I have consistently found that it is good workers who get in messes with their clients – all too often ineffectual workers stay further away, safe, perhaps clear in mind but not much use. This pointed me to some of the meaning in Jung’s famous comment that ‘only the wounded physician can heal’.
Of course I am not saying that defensiveness is not a problem. It is most of all a problem when the helper cannot bear to acknowledge and share their own defensiveness. This is dangerous in that it can lead to more isolated practice, can mean that important diagnostic information is missed and can involve a breakdown in the interpersonal boundaries that provide protection to the client.

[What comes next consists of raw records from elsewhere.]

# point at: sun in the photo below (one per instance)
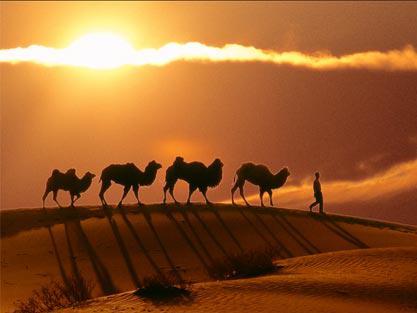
(102, 50)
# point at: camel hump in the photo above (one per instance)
(56, 172)
(71, 172)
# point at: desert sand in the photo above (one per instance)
(330, 263)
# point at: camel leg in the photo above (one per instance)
(125, 191)
(135, 191)
(204, 192)
(261, 195)
(235, 186)
(105, 184)
(171, 192)
(55, 192)
(242, 195)
(191, 189)
(78, 196)
(270, 197)
(47, 191)
(164, 201)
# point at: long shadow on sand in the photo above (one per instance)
(257, 231)
(183, 212)
(209, 232)
(140, 243)
(187, 239)
(226, 228)
(294, 233)
(328, 222)
(101, 272)
(281, 246)
(148, 218)
(122, 246)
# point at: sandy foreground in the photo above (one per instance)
(372, 280)
(331, 263)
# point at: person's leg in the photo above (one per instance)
(321, 204)
(313, 205)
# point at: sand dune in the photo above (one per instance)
(118, 252)
(371, 280)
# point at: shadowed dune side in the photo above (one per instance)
(118, 249)
(371, 280)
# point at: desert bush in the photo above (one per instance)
(56, 295)
(163, 288)
(246, 264)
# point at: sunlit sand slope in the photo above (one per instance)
(118, 251)
(372, 280)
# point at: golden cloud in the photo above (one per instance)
(108, 52)
(399, 178)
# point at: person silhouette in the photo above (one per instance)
(317, 194)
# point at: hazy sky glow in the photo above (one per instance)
(312, 86)
(108, 51)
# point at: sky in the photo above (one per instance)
(308, 85)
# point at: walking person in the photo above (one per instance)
(317, 194)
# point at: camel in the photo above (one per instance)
(67, 181)
(129, 176)
(261, 176)
(196, 174)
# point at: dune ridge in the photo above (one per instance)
(117, 252)
(371, 280)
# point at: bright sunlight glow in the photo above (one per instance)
(107, 50)
(100, 50)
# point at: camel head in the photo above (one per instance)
(153, 165)
(217, 163)
(89, 176)
(285, 172)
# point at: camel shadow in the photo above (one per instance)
(102, 275)
(122, 246)
(101, 272)
(331, 225)
(295, 234)
(174, 271)
(183, 212)
(140, 242)
(209, 232)
(281, 246)
(257, 231)
(187, 239)
(226, 228)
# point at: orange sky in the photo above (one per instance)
(351, 124)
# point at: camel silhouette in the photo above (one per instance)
(129, 176)
(67, 181)
(261, 176)
(196, 174)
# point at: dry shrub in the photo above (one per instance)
(56, 295)
(163, 288)
(246, 264)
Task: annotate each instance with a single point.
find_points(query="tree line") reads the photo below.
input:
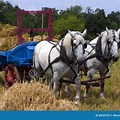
(72, 18)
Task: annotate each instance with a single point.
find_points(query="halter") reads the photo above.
(63, 56)
(75, 46)
(104, 58)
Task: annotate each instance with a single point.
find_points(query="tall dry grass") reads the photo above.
(36, 96)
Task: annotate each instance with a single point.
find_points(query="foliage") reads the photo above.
(62, 25)
(72, 18)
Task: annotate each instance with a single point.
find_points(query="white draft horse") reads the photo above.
(99, 53)
(59, 60)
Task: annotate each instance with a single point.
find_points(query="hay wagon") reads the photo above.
(17, 62)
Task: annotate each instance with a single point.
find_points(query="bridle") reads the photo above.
(74, 46)
(109, 44)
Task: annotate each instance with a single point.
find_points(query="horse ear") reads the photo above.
(107, 30)
(71, 33)
(84, 33)
(118, 31)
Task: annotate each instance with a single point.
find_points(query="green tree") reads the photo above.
(95, 22)
(70, 19)
(113, 20)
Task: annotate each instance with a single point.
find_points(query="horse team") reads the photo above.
(72, 54)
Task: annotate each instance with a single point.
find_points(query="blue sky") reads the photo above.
(107, 5)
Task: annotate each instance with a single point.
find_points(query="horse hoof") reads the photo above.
(77, 102)
(103, 98)
(85, 98)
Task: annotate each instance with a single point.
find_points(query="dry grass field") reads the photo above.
(36, 96)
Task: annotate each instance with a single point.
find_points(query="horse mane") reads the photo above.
(67, 40)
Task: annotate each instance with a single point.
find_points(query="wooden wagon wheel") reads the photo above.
(11, 75)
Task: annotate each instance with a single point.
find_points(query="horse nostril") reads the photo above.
(115, 58)
(80, 61)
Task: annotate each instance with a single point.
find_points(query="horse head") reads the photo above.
(112, 43)
(74, 44)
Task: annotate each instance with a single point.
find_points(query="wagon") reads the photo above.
(17, 62)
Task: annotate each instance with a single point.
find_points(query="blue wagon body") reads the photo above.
(19, 56)
(17, 62)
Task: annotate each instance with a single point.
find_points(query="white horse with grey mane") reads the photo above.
(59, 60)
(99, 54)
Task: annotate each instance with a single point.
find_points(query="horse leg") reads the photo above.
(78, 85)
(56, 85)
(90, 75)
(67, 89)
(102, 83)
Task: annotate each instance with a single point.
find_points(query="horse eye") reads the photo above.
(74, 44)
(109, 42)
(85, 45)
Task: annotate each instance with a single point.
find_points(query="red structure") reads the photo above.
(23, 30)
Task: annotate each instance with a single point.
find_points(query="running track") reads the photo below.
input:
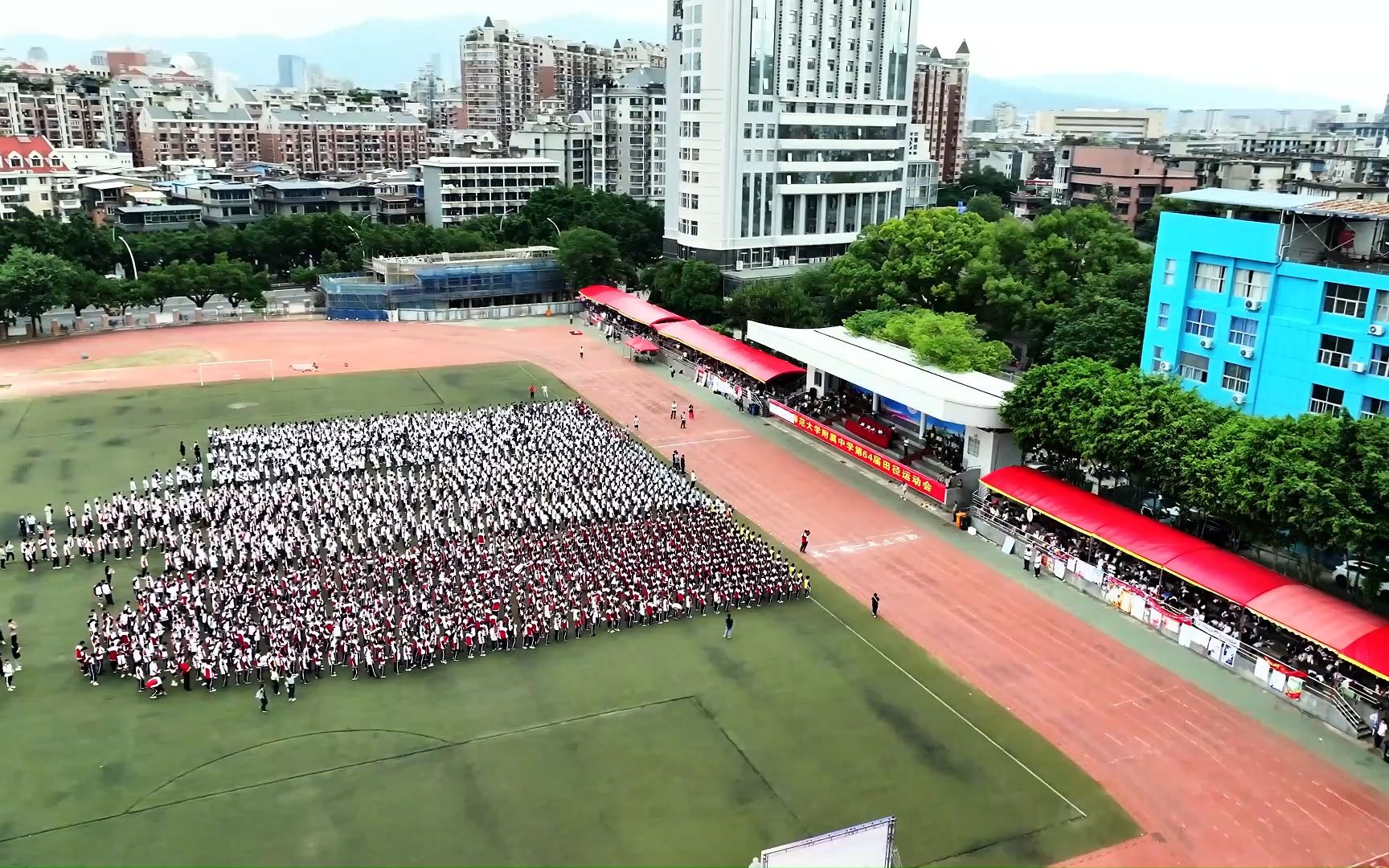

It is also a problem if what I have said leads the reader to imagine that ‘getting into the mess’ that characterises the clients’ experience, is sufficient. In the Bereavement group, one of the volunteers, most apparently confident and feeling least in need of training and advice, when starting to visit bereaved people would quickly herself become tearful. Clients soon began to question who was helping whom, and we had to ask the volunteer to wait until her own experience of loss was more manageable before offering help to others. One of the problems faced by self help groups arises if the group members find they are all stuck with the same problems and no one is sufficiently not ‘in the mess’ to help them move forward – find different options in their lives.